Après avoir intégré dix pays en 2004, l'UE a réalisé avoir été un peu vite en besogne en acceptant la Bulgarie et la Roumanie en 2007, qui n'étaient pas prêtes, estime un autre diplomate bruxellois: «Du coup le club a durci ses règles, il traîne des pieds, et c'est aujourd'hui un peu frustrant pour les pays qui aspirent à le rejoindre».

Ouvertes en 2005, les négociations d'adhésion de la Turquie en sont l'illustration la plus spectaculaire. Elles sont aujourd'hui proches du point mort, alors que la Croatie - qui a commencé en même temps - espère les boucler au premier semestre 2011, en vue de rejoindre l'UE au premier janvier 2013.

La présidence belge de l'UE s'était fixée pour objectif de franchir un nouvelle étape en décembre en ouvrant un nouveau chapitre thématique de pourparlers avec Ankara, sur la concurrence.

Elle s'est résolue à admettre que ce serait «très difficile», selon un diplomate, les ministres des Affaires européennes devant conclure mardi que ce chapitre ne serait ouvert que «lorsque les critères seront remplis», selon un projet de déclaration vu par l'AFP.

Surtout, des pans entiers des pourparlers sont bloqués du fait de l'impasse dans les négociations en vue d'une réunification de l'île de Chypre et du refus d'Ankara de reconnaître la République de Chypre qui a rejoint l'UE en 2004.

Fondamentalement, des pays comme la France ou l'Allemagne sont très réticents à l'idée d'une adhésion pleine et entière de ce pays de 78 millions d'habitants.

Mais la Turquie a aussi ses défenseurs, à l'instar du chef de la diplomatie britannique William Hague. Il a jugé à Bruxelles qu'il fallait «poursuivre notre travail vers une adhésion de la Turquie».

«D'ici là, il faut améliorer notre coopération en matière de politique étrangère», a-t-il ajouté, une allusion notamment aux divergences qui ont opposé cette année Ankara aux Européens sur les sanctions contre le programme nucléaire iranien, par exemple.

Dimanche, dans une tribune de presse commune, William Hague et ses homologues italien Franco Frattini, suédois Carl Bildt et finlandais Alexander Stubb ont plaidé pour que l'Europe «se tourne à nouveau vers l'extérieur».
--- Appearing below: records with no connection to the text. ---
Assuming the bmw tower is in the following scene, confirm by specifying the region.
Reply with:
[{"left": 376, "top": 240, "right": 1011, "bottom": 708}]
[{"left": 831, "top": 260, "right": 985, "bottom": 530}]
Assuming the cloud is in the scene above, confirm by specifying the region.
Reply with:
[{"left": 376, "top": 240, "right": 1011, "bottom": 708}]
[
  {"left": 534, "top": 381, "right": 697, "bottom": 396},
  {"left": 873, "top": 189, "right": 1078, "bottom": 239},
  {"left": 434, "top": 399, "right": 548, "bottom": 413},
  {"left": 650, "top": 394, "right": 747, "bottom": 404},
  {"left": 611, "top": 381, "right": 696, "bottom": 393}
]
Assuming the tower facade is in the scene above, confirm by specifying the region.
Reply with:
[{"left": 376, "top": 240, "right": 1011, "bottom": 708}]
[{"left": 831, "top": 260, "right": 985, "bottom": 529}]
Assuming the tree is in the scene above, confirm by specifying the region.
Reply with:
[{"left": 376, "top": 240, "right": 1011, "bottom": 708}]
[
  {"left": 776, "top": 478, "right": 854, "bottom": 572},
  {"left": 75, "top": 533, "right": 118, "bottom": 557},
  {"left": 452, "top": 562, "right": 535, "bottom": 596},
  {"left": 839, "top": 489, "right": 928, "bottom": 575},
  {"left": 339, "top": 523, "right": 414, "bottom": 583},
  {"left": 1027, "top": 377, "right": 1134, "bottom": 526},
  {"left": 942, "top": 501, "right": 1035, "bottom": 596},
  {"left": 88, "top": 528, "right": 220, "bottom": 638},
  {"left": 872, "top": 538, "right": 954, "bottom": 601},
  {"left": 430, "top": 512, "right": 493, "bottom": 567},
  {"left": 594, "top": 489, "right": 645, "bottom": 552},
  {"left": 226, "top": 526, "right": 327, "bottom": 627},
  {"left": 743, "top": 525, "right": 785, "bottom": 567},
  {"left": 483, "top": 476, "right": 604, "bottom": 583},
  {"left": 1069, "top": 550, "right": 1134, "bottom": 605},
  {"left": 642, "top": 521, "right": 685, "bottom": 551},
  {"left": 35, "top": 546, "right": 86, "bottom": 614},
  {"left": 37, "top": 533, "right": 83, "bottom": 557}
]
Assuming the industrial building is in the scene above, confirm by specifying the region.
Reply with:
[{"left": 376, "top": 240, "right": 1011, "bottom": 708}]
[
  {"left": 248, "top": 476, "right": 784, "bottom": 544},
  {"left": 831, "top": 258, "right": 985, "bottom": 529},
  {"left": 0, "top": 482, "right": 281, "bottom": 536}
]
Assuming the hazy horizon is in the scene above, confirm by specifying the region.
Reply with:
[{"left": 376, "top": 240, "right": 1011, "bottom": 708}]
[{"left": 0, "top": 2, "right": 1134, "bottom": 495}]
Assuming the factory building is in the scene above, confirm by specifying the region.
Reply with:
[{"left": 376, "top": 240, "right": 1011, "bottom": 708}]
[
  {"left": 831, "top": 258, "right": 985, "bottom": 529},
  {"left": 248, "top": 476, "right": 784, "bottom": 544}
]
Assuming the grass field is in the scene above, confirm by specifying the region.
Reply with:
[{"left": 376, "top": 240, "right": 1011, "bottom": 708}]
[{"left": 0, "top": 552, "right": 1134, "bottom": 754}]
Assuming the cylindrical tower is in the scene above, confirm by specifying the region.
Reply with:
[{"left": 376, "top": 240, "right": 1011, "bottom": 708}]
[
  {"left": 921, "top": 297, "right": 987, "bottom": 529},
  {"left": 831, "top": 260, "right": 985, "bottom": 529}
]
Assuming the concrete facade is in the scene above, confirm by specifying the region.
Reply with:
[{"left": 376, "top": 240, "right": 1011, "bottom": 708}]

Selon eux, c'est précisément la crise qui doit motiver l'UE à s'ouvrir à de nouveaux membres, qui peuvent notamment «l'aider à renouer avec le dynamisme économique» et à «poursuivre l'expansion de l'espace européen de stabilité et de croissance».

À Bruxelles, Franco Frattini a cité des chiffres de l'OCDE selon lesquels la Turquie serait d'ici 2050 la deuxième plus grande économie européenne, avec une croissance de 5% comparée à une moyenne de 1% dans la zone euro, selon des participants.

Mardi, les ministres devaient aussi décider de transmettre aux chefs d'Etat et de gouvernement la responsabilité d'octroyer le statut de candidat au Monténégro.

Pays candidat depuis 2005, la Macédoine attend toujours l'ouverture formelle de négociations d'adhésion, bloquée par sa querelle avec la Grèce au sujet de son nom. L'Albanie et la Serbie, qui ont déposé une demande en avril et en décembre 2009, ne se sont elles pas encore vu octroyer le statut de pays candidats.